Parent Anita Ryan marveled at a recent project at her daughter’s school, involving All of the Above, a novel about four students and their quest to build the world’s largest tetrahedron and prove their urban school isn’t a “dead end.” Ryan’s daughter and her class read the book. They studied the math behind pyramidal shapes and the engineering involved in building giant ones. They wrote persuasive essays about winning approaches to break the record. And they worked in teams to test their theories.

The Common Core State Standards that Tennessee developed with more than 40 states encourage that kind of multi-faceted, project-based learning, Ryan said. As a result, students like her daughter “get it.” “They know it. They retain it,” she said.

One risk of this big transition in education is the potential for over-testing of students, Nashville Superintendent Jesse Register said. In his district, they have identified redundancies — “we were doing too much,” Register said — and are looking for ways to scale back testing without sacrificing important data and accountability.

“Where there’s too much testing, let’s have an honest conversation about that.” Arne said, reflecting on how he views testing in his own children’s public schools. Measuring what students know and where they need more help is a way to “make sure great teaching is leading to good results, not just teaching to the test.”

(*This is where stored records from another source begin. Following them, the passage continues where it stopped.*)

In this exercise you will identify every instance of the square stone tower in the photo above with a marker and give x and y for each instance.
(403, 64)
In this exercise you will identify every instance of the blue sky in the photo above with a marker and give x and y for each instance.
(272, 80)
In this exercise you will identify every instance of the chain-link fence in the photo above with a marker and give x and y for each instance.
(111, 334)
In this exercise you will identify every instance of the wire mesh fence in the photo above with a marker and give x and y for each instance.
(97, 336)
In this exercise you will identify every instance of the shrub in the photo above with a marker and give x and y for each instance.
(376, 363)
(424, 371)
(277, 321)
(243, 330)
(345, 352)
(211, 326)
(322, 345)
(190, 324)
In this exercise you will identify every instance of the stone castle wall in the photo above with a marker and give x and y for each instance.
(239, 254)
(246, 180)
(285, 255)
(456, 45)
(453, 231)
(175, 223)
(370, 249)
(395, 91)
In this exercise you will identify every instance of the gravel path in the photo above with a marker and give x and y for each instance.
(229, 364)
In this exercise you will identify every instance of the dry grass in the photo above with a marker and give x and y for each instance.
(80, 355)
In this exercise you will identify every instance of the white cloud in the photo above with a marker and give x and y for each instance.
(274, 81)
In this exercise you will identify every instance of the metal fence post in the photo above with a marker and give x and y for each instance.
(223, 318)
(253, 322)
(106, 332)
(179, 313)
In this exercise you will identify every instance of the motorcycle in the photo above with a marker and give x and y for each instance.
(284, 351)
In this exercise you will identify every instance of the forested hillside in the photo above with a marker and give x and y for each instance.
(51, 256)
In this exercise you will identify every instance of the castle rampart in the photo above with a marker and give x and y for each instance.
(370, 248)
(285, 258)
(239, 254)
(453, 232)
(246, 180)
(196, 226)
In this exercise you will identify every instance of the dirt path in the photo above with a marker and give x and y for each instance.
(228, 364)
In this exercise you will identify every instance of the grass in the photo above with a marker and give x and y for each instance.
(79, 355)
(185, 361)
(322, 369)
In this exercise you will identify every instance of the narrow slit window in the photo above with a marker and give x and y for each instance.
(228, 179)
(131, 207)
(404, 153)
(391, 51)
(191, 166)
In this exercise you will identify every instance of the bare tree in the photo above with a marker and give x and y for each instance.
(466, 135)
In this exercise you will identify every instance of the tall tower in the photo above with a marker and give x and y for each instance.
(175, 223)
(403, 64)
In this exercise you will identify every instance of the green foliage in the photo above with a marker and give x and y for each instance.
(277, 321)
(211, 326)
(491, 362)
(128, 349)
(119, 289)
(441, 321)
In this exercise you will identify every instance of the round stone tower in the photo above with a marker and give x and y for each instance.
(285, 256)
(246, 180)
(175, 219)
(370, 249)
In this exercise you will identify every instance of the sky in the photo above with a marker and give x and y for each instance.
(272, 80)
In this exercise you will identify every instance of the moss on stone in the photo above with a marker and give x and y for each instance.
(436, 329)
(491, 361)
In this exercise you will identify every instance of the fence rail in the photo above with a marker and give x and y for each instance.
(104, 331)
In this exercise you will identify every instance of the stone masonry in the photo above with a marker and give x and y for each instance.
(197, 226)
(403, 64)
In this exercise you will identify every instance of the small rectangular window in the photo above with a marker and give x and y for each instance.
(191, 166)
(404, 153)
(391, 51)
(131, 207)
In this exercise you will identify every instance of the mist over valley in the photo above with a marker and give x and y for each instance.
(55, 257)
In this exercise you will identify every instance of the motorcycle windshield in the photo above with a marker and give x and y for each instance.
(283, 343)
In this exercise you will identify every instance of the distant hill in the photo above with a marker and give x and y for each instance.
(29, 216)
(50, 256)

Talking about another form of accountability, Arne encouraged parents and educators to look behind politicians’ rhetoric and press them to genuinely value education and invest in public schools. For too long, politicians let standards slip to make themselves look good while students were being handed worthless diplomas. Elections, he said, are the ultimate form of accountability for officials who control education budgets and policy, but campaigns rarely focus on education, especially at the national level.

Arne threw out an idea for the next race for the White House. “In 2016, could we have a presidential debate about education, where the entire nation focuses on it? Could PTA host that debate?”

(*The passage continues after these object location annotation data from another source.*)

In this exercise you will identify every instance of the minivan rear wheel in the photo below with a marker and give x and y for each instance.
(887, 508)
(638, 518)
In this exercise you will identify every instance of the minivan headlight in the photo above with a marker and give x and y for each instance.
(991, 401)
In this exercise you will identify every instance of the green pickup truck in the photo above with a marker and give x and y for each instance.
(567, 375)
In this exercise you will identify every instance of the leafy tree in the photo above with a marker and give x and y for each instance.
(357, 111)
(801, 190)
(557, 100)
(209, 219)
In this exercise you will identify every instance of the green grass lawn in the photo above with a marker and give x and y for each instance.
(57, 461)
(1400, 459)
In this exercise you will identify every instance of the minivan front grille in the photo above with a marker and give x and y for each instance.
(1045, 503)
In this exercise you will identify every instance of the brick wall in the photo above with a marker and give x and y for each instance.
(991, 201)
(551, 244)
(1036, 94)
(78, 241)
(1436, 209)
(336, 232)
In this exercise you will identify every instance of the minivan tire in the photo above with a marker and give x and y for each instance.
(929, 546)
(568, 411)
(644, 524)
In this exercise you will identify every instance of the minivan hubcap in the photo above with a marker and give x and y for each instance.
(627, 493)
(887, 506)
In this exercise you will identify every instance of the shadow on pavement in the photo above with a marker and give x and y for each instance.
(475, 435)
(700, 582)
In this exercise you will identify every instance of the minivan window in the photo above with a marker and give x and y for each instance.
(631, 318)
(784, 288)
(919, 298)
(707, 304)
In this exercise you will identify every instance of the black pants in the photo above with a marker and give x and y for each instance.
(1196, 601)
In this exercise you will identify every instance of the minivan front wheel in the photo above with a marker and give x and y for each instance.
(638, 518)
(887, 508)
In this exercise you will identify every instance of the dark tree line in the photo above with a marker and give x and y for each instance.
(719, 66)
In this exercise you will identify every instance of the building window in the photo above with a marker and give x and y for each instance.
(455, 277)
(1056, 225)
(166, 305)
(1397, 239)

Reflecting on the tour, the Secretary noted the extraordinary ways that communities in all three states we visited—Tennessee, Alabama and Georgia—have seized the opportunity to bring about bold change in education.

“I don’t learn much sitting behind my desk in Washington. I need to get out.” (Arne has visited all 50 states and more than 350 schools in his five-and-a-half years as Secretary.) “This is a time to get better … and to do it together,” he said.

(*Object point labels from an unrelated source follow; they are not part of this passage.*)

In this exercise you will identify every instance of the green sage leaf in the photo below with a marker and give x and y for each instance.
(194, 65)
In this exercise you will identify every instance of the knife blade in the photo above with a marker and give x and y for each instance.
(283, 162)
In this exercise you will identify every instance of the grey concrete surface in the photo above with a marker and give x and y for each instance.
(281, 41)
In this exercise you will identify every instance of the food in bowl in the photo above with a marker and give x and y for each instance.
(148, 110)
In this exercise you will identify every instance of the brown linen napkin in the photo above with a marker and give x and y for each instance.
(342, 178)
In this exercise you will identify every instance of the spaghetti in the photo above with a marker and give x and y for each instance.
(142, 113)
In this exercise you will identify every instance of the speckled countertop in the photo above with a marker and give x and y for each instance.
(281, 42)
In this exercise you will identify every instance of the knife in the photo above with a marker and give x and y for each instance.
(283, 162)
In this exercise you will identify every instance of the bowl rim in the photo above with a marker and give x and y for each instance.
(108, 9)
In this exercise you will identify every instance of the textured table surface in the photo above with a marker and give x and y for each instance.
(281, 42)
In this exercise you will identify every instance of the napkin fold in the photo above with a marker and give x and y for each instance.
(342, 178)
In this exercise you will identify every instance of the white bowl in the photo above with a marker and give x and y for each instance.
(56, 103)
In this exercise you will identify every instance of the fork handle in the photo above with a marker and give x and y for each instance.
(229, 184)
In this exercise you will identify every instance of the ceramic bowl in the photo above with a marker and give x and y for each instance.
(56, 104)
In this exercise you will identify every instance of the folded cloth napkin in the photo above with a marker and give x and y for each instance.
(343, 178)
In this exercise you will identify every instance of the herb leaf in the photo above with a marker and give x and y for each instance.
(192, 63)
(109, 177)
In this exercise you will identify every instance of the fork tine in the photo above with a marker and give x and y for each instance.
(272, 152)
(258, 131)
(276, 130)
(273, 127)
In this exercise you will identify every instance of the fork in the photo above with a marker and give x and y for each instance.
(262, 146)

From the tour’s kickoff with First Lady Michelle Obama in Atlanta, where counselors, mentors and other role models are inspiring students to set their sights on higher education, to Space Camp at NASA’s Rocket Center in Huntsville, where kids explore the wonders of STEM, to an early learning center in Chattanooga, where parents are determined to give their babies a great start in life — partners across America are coming together to build a better future for all students.

And that’s real progress.

Melissa Apostolides is a member of the Communications Development team in the Office of Communications and Outreach.

1 Comment

  1. This was a great and inspiring read! For the past few years, I have heard so many negative comments about the new Common Core Standards. But, as an educator, I want the best for my students. An opportunity to enroll and succeed in college is the definitely on the top of my long term goal list for every child that enters my classroom. This goal can only be accomplished through partnerships that foster academic success. This article embraced those partnerships through the inclusion of parental and community support. Keep up the good work Tennessee!